Ralph A. Nixon, Anne M Cataldo
Lysosomal System Pathways: Genes to Neurodegeneration in Alzheimer’s Disease
Abstract: The identification of cathepsins in amyloid-ß plaques revealed broad dysfunction of the lysosomal system in Alzheimer’s disease (AD). Coinciding with the discovery that proteolysis is required to generate the Aß-peptide, these findings heralded an era of intense investigation on proteases in neurodegeneration. This review traces lysosomal system pathology from its early characterization to its origins within two pathways leading to the lysosome, the endocytic and autophagic pathways. An understanding has grown about how these two pathways are adversely influenced by normal brain aging and by genetic and environmental risk factors for AD, resulting in lowered resistance of neurons to injury, amyloidogenesis, and neurodegeneration.

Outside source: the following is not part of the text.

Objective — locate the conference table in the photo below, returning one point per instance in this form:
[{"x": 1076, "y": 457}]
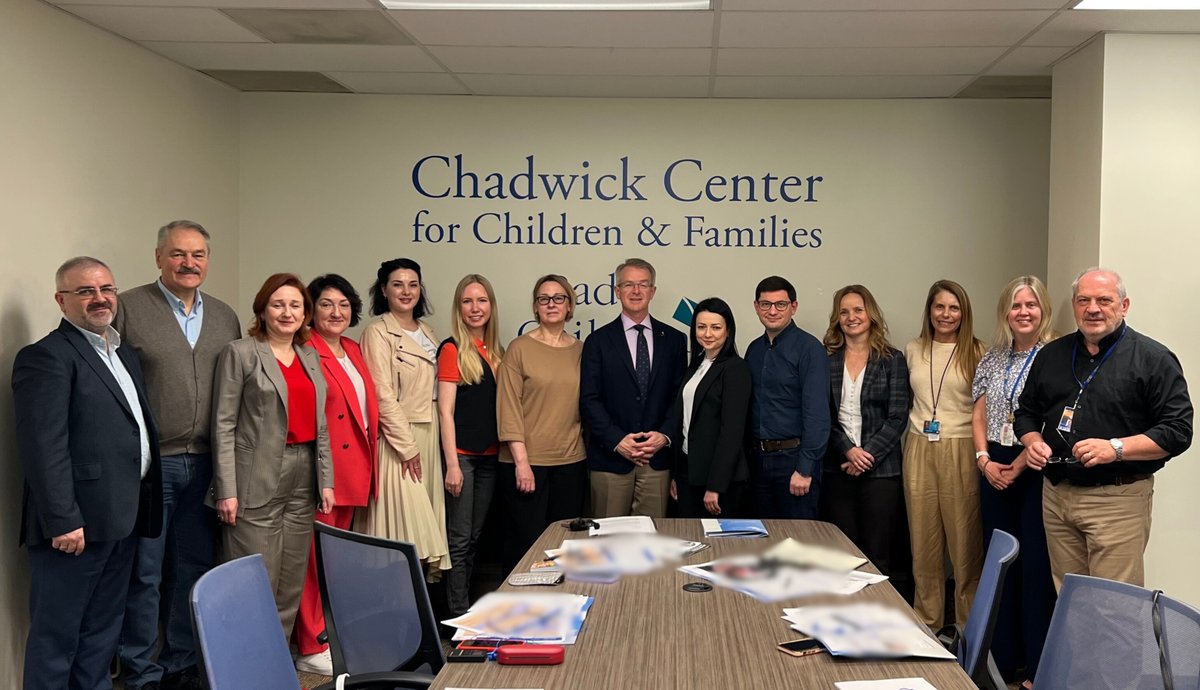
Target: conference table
[{"x": 647, "y": 631}]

Daniel P. Perl, Sharon Moalem
Aluminum and Alzheimer’s Disease, A Personal Perspective After 25 Years
Abstract: It is now 25 years since the publication of our original paper investigating the association aluminum with Alzheimer’s disease. This publication reported on the results of scanning electron microscopy coupled x-ray spectrometry microprobe elemental studies of both neurofibrillary tangle-bearing and tangle-free neurons in the hippocampus of cases of Alzheimer’s disease and controls. Peaks related to the presence of aluminum were consistently detected within the tangle-bearing neurons. This paper supported the association of aluminum and Alzheimer’s disease on the cellular level of resolution and caused considerable interest and discussion. Subsequent work demonstrated prominent evidence of aluminum accumulation in the tangle-bearing neurons of cases of amyotrophic lateral sclerosis/parkinsonism-dementia complex of Guam. This latter observation has now been replicated using five different forms of microanalysis. Finally, using laser microprobe mass analysis, we demonstrated that the abnormally high aluminum-related signal which we originally detected was actually located within the neurofibrillary tangle, itself, and was accompanied by excess concentrations of iron. Although it is unlikely that aluminum represents an etiologic cause of Alzheimer’s disease, we believe that this highly reactive element, known to cross-link hyperphosphorylated proteins, may play an active role in the pathogenesis of critical neuropathologic lesion in Alzheimer’s disease and other related disorders.

George Perry
Solving the insoluble
Abstract: Dissection of neurofibrillary tangles has been confounded by the insolubility of their fibers. While the majority of biochemical studies have considered τ filaments equivalent to neurofibrillary tangles, they forget that the former are soluble and the latter completely resistant to solvents. What, then, accounts for the insolubility of neurofibrillary tangles while τ filaments are soluble? Investigation of these distinctions played a critical role in our findings on proteolytic abnormalities and oxidative stress.